Vinton is a larger town than you might think. By that, I mean it has a population above 5,000, but because the highways are only in the west and middle, much of it is residential areas where travelers don’t go. (I include myself in that group, given the umpteen dozen times I’ve gone through.)
I thought I had pegged the 1920 route of IA 40 pretty easily, as the pre-bypass that skirted the west side of its original core downtown on C Avenue and 4th Street. However, a recently digitized document at the Iowa DOT website, filed under “early roads”, disproved that. It turns out that like with other cities’ business districts at the time, “close” took a back seat to “through”. Instead of C, 40 used A Avenue, two blocks east.

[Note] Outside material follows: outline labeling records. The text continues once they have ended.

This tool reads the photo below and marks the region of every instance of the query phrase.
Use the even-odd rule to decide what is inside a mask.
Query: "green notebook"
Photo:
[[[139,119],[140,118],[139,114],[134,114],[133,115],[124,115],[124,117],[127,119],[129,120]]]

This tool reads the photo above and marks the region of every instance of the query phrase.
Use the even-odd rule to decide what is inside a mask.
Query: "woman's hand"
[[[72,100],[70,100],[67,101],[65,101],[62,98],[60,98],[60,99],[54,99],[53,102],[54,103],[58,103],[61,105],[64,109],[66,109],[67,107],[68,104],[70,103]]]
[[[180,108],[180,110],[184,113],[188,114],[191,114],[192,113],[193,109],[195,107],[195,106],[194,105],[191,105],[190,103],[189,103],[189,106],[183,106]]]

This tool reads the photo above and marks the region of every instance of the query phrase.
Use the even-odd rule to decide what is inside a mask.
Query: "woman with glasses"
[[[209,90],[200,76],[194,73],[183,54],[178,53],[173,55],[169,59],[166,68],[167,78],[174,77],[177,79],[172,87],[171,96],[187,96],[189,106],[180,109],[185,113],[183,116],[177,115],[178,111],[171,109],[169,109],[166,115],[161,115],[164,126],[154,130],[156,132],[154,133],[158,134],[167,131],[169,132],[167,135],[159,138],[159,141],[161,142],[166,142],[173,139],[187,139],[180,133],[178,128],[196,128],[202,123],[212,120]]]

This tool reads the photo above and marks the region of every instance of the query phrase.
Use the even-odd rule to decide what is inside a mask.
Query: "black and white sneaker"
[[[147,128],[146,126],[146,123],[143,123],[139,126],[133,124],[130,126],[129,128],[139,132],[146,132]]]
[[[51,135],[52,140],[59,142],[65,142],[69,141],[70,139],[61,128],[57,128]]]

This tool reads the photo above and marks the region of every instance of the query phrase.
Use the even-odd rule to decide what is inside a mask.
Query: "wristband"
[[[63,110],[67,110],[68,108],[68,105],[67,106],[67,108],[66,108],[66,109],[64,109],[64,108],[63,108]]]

A three-paragraph item in the Cedar Valley Daily Times May 22, 1929, says:
The C Avenue project is on highway 218 and will connect with 4th street on the north and 13th street on the south, which, with the paving now in progress connecting up Vinton to La Porte City, completes the surfacing of No. 218 through Benton county, with the exception of the few rods at the Milwaukee track crossing south of Vinton, which have been proved with a temporary crushed rock surface.
At the time, 13th Street was the south side of town. South of there, though, part of the way to the Lincoln Highway was paved in 1921, and the rest in the fall of 1927. (The same contractor that paved in August 1921 immediately went south to Belle Plaine, where a short stretch of concrete Lincoln Highway opened Nov. 12.)
In the 1920s, cities and not the state controlled where routes went within city limits. Therefore, I wouldn’t be able to point to a change date unless it’s mentioned in the newspaper archives, which it is not. What I can say is that in 1920, IA 40 used A Avenue, and by the end of 1929, US 218 used C Avenue.
This re-evaluation of IA 40 also changes the 1920 endpoints of IA 58 and IA 101. The former’s redundant multiplex from the IA 8 intersection was dropped in 1924. The latter, with this new information, now first ended on southbound A Avenue at 4th Street, where a driver could continue ahead on southbound 40 or turn right on northbound 40. The information on the IA 58 (1920) and IA 101 pages has been changed accordingly, along with explanation of the 2012 picture’s position.